What happens in a 1031 transaction is this: Owners sell their investment property, and the
proceeds of the sale are held in escrow by an intermediary, who rolls over the money into another
property on behalf of the client. The purchased property is usually picked out by the clients ahead
of time. The Internal Revenue Service says the exchange has to be for "like kind" property, a
term loosely meaning just about any other type of investment real estate, from condos and town
houses to strip malls and undeveloped land. In some states, even the rights to natural resources,
like water or timber, fit the definition.
In the Abbotts' case, their property, which consisted of a couple of two-family homes which they
had rented out over the years, was sold to Winthrop Hospital for about $750,000 and
"exchanged" for part-interest in several out-of-state commercial properties leased to popular
restaurants.
"For us the whole thrust was, we weren't looking to get out of real estate... but we wanted to help
hurt" by taxes, said Abbott. He said that since the original purchase price of the property was
significantly less than the sale price, he and his wife stood to lose about a third of the profits to
taxes. The situation would have been different had the property been a primary residence- up to
$500,000 of gain realized on a sale can be excluded under the Taxpayer Relief Act of 1997.

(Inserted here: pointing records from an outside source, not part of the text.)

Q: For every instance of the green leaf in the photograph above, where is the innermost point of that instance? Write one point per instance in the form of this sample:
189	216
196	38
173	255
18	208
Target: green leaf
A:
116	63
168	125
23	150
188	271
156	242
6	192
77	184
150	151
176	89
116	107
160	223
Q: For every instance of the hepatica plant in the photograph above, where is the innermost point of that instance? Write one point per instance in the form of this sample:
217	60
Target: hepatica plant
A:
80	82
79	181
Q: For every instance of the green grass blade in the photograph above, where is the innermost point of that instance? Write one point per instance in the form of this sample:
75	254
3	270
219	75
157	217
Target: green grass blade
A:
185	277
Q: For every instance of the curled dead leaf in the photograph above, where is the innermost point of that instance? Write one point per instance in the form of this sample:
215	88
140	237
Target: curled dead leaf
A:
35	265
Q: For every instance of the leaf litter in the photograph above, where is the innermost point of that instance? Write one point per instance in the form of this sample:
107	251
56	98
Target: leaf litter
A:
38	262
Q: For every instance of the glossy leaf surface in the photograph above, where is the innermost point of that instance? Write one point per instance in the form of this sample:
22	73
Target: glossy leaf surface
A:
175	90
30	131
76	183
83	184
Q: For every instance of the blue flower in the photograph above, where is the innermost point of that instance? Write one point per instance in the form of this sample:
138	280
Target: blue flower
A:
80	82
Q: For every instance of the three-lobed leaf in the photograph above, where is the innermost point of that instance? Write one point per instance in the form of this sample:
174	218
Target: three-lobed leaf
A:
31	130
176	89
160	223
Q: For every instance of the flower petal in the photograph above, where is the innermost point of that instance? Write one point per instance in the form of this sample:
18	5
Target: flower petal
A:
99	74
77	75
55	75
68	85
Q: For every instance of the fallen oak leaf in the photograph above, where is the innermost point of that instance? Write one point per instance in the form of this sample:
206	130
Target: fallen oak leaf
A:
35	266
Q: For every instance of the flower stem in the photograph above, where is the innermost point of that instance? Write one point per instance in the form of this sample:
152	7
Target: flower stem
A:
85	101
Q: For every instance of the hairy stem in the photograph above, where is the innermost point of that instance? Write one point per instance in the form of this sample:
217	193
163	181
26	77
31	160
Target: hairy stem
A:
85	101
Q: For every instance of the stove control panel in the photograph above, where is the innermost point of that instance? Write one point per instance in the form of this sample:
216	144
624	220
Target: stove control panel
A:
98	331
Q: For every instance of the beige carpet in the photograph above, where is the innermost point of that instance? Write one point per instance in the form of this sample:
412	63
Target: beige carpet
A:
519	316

When the Abbotts are ready to get out of real estate investing, however, they will have to pay the
taxes on their capital gains. "In the long run, we still have the same amount of money (invested)

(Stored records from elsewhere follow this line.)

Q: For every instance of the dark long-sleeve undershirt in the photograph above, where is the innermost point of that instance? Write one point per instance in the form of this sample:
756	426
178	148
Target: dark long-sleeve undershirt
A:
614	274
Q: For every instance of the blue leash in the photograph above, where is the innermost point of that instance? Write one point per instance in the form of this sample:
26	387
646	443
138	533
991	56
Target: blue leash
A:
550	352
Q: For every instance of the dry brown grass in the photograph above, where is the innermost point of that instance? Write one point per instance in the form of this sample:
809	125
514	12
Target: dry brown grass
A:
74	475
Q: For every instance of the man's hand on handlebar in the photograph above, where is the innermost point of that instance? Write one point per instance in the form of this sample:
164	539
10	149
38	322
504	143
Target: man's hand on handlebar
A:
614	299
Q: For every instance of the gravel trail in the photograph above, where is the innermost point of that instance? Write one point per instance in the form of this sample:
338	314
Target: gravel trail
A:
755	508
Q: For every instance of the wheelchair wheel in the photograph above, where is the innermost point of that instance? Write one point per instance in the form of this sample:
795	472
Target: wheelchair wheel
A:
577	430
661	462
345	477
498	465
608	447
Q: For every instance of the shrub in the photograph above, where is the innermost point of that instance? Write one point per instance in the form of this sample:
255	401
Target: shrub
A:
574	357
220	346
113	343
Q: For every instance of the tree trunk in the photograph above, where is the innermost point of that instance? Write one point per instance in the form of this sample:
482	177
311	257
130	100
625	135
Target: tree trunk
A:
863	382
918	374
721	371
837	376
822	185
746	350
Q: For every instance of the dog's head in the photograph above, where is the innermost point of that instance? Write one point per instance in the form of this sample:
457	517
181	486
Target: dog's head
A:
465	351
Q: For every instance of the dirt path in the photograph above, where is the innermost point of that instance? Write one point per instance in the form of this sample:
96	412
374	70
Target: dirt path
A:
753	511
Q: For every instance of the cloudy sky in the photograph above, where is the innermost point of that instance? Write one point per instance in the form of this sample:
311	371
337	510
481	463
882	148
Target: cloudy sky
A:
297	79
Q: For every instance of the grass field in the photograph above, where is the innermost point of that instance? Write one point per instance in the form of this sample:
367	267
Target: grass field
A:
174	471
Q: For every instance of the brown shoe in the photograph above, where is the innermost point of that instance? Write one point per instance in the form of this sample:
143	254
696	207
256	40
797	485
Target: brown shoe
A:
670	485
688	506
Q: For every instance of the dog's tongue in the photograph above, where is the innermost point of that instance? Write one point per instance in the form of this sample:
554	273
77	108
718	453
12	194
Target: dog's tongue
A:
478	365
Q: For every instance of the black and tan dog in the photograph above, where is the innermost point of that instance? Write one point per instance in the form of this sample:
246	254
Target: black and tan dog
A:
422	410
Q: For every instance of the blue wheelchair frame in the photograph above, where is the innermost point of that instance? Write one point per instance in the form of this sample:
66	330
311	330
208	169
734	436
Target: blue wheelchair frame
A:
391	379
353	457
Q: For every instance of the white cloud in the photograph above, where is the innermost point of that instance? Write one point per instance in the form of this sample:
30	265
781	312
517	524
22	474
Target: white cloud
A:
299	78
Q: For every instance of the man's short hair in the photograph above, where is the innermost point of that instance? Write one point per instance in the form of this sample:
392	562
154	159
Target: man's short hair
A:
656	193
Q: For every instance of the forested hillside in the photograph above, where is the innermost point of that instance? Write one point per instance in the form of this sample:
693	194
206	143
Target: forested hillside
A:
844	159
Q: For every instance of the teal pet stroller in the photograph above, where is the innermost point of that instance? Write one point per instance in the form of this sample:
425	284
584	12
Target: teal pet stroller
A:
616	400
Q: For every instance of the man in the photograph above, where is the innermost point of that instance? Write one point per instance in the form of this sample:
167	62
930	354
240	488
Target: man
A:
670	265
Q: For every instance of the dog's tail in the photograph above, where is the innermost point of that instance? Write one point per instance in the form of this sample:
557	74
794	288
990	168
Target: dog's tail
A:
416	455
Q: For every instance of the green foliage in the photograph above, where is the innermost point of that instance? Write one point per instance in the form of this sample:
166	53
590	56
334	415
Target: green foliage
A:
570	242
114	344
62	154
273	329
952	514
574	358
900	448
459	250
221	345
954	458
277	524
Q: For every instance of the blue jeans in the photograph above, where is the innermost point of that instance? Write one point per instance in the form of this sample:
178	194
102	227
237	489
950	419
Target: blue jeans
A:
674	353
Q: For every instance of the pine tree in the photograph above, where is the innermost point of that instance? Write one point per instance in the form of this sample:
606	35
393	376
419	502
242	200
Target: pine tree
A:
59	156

over there." Abbott said, of the new purchases.
Because property owners don't directly handle any cash, the transaction is considered an
exchange, and therefore qualifies under Section 1031. "You could conceivably defer paying
capital gains forever if you hold that property until you die...then your heirs can hold onto it,"
said Tim Egan, executive director for the Federation of Exchange Accommodators, a
Sacramento, Calif-based trade group representing the intermediaries, which are responsible for
handling the reams of paper work involved in the transactions. Anyone considering such a swap
should be aware of the very strict guidelines. For instance, the property being purchased in the
exchanges must be of equal or greater value than the property being sold. It cannot be a primary
residence, nor a second home, unless it is mainly used for income. Also, the intermediary cannot
be the property owner's lawyer or accountant.
And there are time restrictions. The exchanged property must be identified within 45 days once
the exchange contract is put in motion, and the exchange must be completed in 180 days. "Before
you even list the property, you have to make a decision that you are going to do an exchange,"
Egan said. "You can't in midstream decide to do this, just as you can't back out once you've made
a decision."
Ed Horan, president of Realty Exchange Corp., based in the Washington suburb of Haymarket,
Va., handles close to 100 transactions a year, mostly from small-scale property owners and
investors. He says property exchanges are especially useful for individuals tired of being a
residential landlord; the owners can swap residential property for commercial property or land.
Among the more popular exchanges: rollovers of urban rental property into resort or vacation property, he said. Horan says some of his clients plan to make personal use of their units to the maximum allowed for investment property under the tax code- around 14 days a year, plus "maintenance" visits to repair or keep the property in shape for rental.